LEAH WELLS: That was a period of raging hormones and demon lovers, so each new tragedy brought its own tunes. I was stockpiling them. Then in my late 20’s I had a band called Black Coffee, with my boyfriend, (it was) fast acoustic music and we toured around some of the festivals in the South. I met him because I was playing in the subway with a fiddler.

YOUNG: Did you play in the subway often?

WELLS: Yes, I played my banjo in the subway. That was a way to make money.

YOUNG: You performed an amazing Klezmer song tonight. What is your version of the Lower East Side?

WELLS: What we know about our history here is that this was a real mecca for immigrant Jews and they had this rich cultural life here. They had their theaters, sweatshops and tenements here. It’s easy to forget our tenement roots as developers gentrify it into a completely different animal. But it’s also had so many incarnations already. You and I have seen the coming and going of decrepitude and drugs, then rising again as a family friendly, high priced neighborhood. But it’s nice to remember that this is one of the oldest cities and it’s also where our ancestors started in America.
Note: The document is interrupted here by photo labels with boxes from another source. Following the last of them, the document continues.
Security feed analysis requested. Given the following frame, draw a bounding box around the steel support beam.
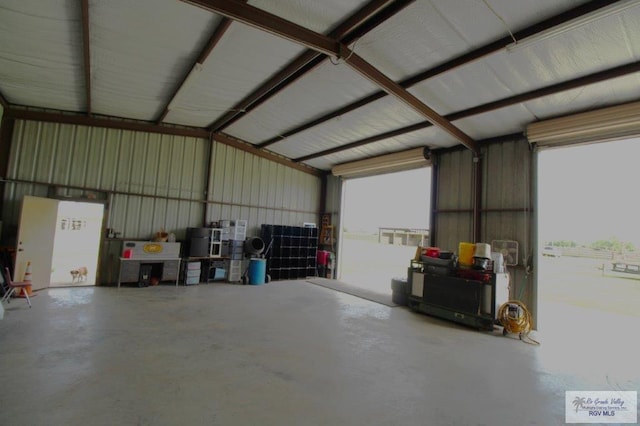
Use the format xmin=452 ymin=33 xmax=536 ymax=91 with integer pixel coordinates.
xmin=345 ymin=52 xmax=478 ymax=152
xmin=3 ymin=108 xmax=325 ymax=176
xmin=0 ymin=92 xmax=10 ymax=109
xmin=296 ymin=61 xmax=640 ymax=162
xmin=209 ymin=0 xmax=415 ymax=132
xmin=82 ymin=0 xmax=91 ymax=115
xmin=257 ymin=0 xmax=621 ymax=148
xmin=182 ymin=0 xmax=339 ymax=56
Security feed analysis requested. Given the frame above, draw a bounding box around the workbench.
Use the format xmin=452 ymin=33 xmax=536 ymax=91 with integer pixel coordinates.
xmin=407 ymin=261 xmax=509 ymax=330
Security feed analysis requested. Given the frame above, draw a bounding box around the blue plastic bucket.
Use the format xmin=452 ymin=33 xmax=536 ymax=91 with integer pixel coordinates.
xmin=249 ymin=259 xmax=267 ymax=285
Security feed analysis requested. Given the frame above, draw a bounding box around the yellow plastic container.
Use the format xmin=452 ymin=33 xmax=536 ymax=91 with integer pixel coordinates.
xmin=458 ymin=243 xmax=476 ymax=266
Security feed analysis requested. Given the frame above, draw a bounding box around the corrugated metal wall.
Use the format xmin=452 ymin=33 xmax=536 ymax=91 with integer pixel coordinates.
xmin=3 ymin=120 xmax=321 ymax=245
xmin=434 ymin=139 xmax=537 ymax=320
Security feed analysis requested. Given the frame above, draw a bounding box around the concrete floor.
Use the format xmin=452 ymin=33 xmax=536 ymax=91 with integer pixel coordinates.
xmin=0 ymin=281 xmax=640 ymax=426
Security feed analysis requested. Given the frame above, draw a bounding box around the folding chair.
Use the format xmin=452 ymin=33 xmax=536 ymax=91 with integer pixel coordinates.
xmin=0 ymin=266 xmax=31 ymax=307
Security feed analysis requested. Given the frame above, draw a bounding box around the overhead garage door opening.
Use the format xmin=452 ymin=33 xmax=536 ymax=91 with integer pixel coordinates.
xmin=537 ymin=139 xmax=640 ymax=337
xmin=338 ymin=167 xmax=431 ymax=294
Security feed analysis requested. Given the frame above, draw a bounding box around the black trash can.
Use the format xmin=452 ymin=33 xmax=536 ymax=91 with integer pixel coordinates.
xmin=391 ymin=278 xmax=409 ymax=306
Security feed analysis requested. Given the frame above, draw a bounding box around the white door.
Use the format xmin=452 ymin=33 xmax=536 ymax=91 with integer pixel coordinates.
xmin=13 ymin=195 xmax=59 ymax=290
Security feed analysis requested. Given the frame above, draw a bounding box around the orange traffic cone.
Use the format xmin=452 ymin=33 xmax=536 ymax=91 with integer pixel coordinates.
xmin=18 ymin=261 xmax=33 ymax=297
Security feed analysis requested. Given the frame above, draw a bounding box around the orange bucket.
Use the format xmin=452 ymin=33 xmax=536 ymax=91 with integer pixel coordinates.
xmin=458 ymin=243 xmax=476 ymax=266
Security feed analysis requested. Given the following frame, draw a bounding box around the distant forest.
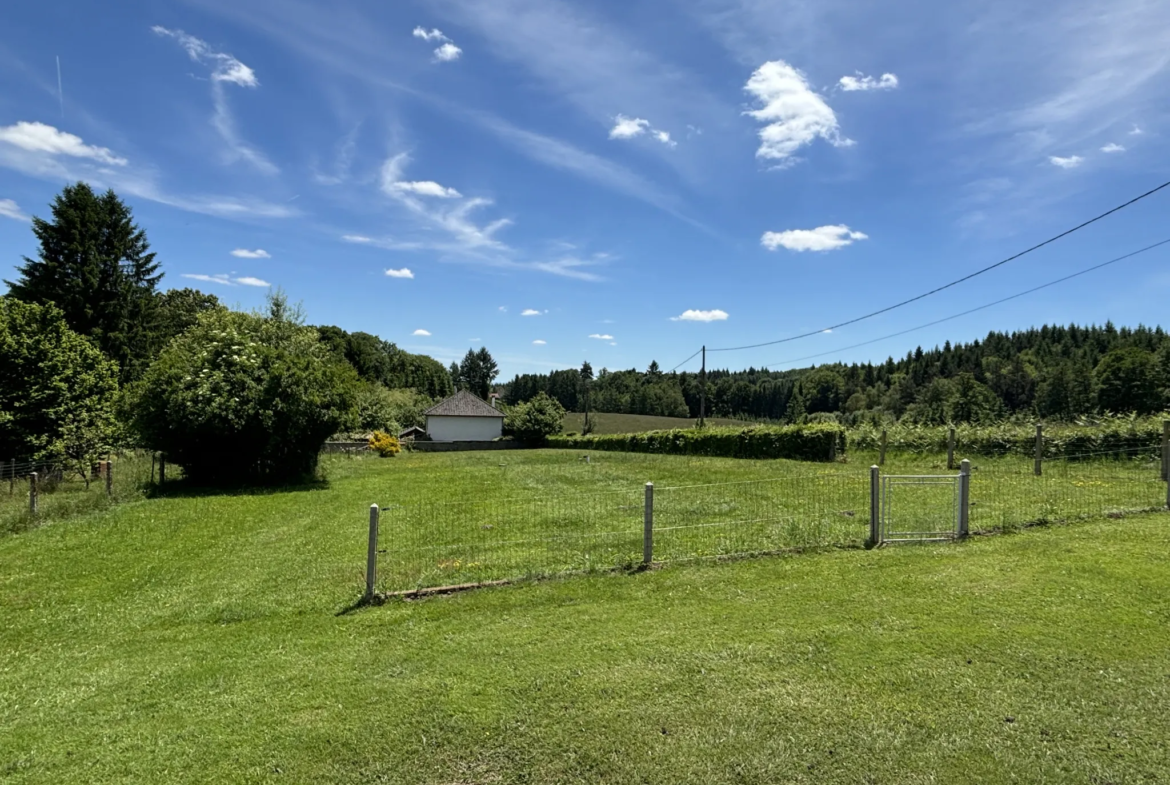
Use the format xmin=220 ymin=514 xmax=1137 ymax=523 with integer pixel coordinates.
xmin=501 ymin=323 xmax=1170 ymax=425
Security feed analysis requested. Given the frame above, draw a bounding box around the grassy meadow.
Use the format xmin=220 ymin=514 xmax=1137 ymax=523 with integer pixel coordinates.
xmin=0 ymin=450 xmax=1170 ymax=783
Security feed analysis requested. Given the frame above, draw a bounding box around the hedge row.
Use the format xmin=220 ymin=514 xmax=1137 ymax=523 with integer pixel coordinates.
xmin=848 ymin=418 xmax=1162 ymax=457
xmin=549 ymin=424 xmax=845 ymax=461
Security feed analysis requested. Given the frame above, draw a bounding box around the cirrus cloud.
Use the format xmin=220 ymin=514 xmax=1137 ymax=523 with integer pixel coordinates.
xmin=670 ymin=308 xmax=728 ymax=322
xmin=759 ymin=223 xmax=869 ymax=252
xmin=0 ymin=122 xmax=129 ymax=166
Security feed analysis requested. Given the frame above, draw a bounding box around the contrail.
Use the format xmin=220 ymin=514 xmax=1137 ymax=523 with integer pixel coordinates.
xmin=57 ymin=55 xmax=66 ymax=119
YOUNG: You’re also very interested in traditional music and the sounds of tradition.

WELLS: It’s about unsealing the past. I love those songs because it’s a way to get as close as we can to a bygone time and sensibility. These lyrics are stories and records of different lives. One of the things I love about bluegrass is it tells of this vanished rural existence or sin and virtue. I love that it’s gospel and preachy, but it’s also down low and drunken and cheating and train robbing.

YOUNG: How does your music and songwriting fit into your new life on the Lower East Side?

WELLS: Even though I’m at a different point in my life — I’m writing about getting mammograms — Loudon Wainwright said when he got older he would write about his prostate. We continue writing songs and that’s okay. I want to broaden what a song can be about. It doesn’t have to be adolescent love songs all the time.

Wells is set to return to Dixon Place this summer. In the meantime, you can catch her playing with the Linemen, a Bluegrass band, each month at the Greenwich Village Bistro. Their next gig is March 13.